I reached an important milestone in my journey to adulthood yesterday: I purchased my first car completely on my own.

After much research and deliberation, I settled on a 2011 Honda CR-V. I’m in love. It’s a great little buggy with 4wd and a sunroof. In a perfect world I would have gotten leather, but I couldn’t justify the extra $2,000. Plus, having to peal my thighs from the seat after a 10-minute test drive wasn’t all that appealing. I’ll take cloth, please.

It was an exciting day, of course. But it was also very stressful. My mom calls it “good stressful.” Maybe when I’m halfway through the payments it will be “good stressful.” For now, it’s just stressful.

The new payments won’t put that much strain on my finances. I live at home rent-free, I have minimal student loans, and I’m pretty responsible with money. Ideally, though, I’ll move out before I’m 30 (if you’re reading this, mom and dad, I can’t promise anything).

And lets be honest, rent is not cheap. The thought of paying rent actually makes me nauseous – mostly because it’s money thrown away. There’s no investment there. At least I’ll own my CR-V some very far away day, so I can justify the $400 monthly payment. But I also can’t justify an hour-each-way commute. I do it now and it’s hell. So if I end up working in Boston, I won’t have much of an option when it comes to renting.

Anyways, it’s not so much the new car payment that stresses me out, but the thought of having a car payment on top of rent and whatever other bills come my way in the next 5 years. I’ve come to accept that I probably won’t be making the big bucks as a journalist, so $1500 (give or take) a month on living and transportation alone is kind of a lot.

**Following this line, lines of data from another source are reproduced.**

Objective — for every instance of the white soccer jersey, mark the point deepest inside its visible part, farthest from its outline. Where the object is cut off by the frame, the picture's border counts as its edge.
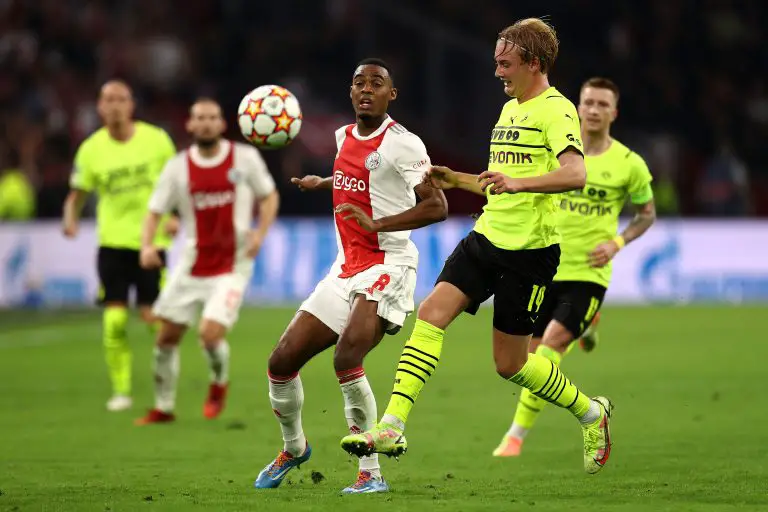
(214, 198)
(376, 173)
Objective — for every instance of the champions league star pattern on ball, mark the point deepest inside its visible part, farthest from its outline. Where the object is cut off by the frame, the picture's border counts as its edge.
(269, 117)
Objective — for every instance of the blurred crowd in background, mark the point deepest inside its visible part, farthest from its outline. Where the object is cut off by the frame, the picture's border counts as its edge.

How do people do it AND save? It seems impossible. And I don’t buy that it has anything to do with my generation and our poor work ethic and/or obsession with materialistic things. The cost of living and education has grown dramatically while wages have stayed relatively the same.

Think about it.

A $400 car payment for a very modest vehicle (I’m not driving a BMW people) is a lot for someone who makes approximately $500 a week. That’s basically a quarter of my income. Imagine is if I had $400 in student loans and $800 in rent to pay on top of that each month? I’d be left with $400 for food, gas, other necessities and fun.

Maybe I will be at home till I’m 30, at least.